Yujie YeDepartment of Biochemistry and Cellular and Molecular Biology, The University of Tennessee, Knoxville, Tennessee, United States of AmericaXin KangShanghai Center for Mathematical Sciences, Fudan University, Shanghai, ChinaJordan BaileyDepartment of Biochemistry and Cellular and Molecular Biology, The University of Tennessee, Knoxville, Tennessee, United States of AmericaChunhe LiShanghai Center for Mathematical Sciences, Fudan University, Shanghai, ChinaTian HongDepartment of Biochemistry and Cellular and Molecular Biology, The University of Tennessee, Knoxville, Tennessee, United States of America
Multistep cell fate transitions with stepwise changes of transcriptional profiles are common to many developmental, regenerative and pathological processes. The multiple intermediate cell lineage states can serve as differentiation checkpoints or branching points for channeling cells to more than one lineages. However, mechanisms underlying these transitions remain elusive. Here, we explored gene regulatory circuits that can generate multiple intermediate cellular states with stepwise modulations of transcription factors. With unbiased searching in the network topology space, we found a motif family containing a large set of networks can give rise to four attractors with the stepwise regulations of transcription factors, which limit the reversibility of three consecutive steps of the lineage transition.
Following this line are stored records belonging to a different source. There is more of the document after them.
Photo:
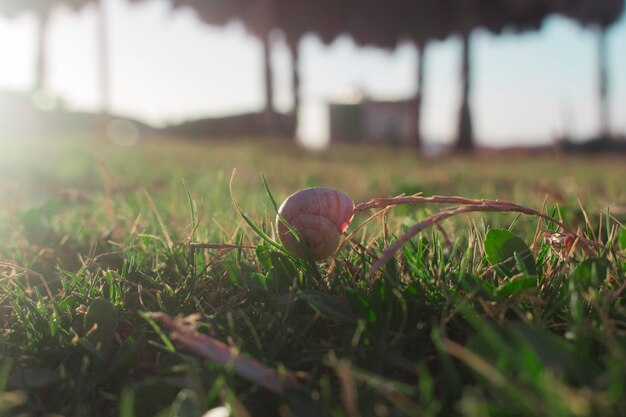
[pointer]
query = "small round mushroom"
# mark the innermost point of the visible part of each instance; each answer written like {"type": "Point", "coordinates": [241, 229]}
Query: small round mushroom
{"type": "Point", "coordinates": [319, 215]}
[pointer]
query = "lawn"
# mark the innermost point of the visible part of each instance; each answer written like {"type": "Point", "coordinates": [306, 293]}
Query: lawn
{"type": "Point", "coordinates": [126, 272]}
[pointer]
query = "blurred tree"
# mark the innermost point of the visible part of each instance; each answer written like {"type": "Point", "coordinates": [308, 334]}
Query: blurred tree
{"type": "Point", "coordinates": [599, 14]}
{"type": "Point", "coordinates": [258, 17]}
{"type": "Point", "coordinates": [42, 10]}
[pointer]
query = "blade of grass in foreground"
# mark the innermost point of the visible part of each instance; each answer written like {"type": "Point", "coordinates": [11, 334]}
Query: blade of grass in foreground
{"type": "Point", "coordinates": [215, 350]}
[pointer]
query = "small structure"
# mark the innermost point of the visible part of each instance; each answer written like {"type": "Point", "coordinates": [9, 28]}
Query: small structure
{"type": "Point", "coordinates": [374, 121]}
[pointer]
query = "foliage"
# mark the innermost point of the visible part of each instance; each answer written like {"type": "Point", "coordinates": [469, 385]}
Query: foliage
{"type": "Point", "coordinates": [480, 316]}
We found that there is an enrichment of these motifs in a transcriptional network controlling the early T cell development, and a mathematical model based on this network recapitulates multistep transitions in the early T cell lineage commitment. By calculating the energy landscape and minimum action paths for the T cell model, we quantified the stochastic dynamics of the critical factors in response to the differentiation signal with fluctuations. These results are in good agreement with experimental observations and they suggest the stable characteristics of the intermediate states in the T cell differentiation. These dynamical features may help to direct the cells to correct lineages during development. Our findings provide general design principles for multistep cell linage transitions and new insights into the early T cell development. The network motifs containing a large family of topologies can be useful for analyzing diverse biological systems with multistep transitions.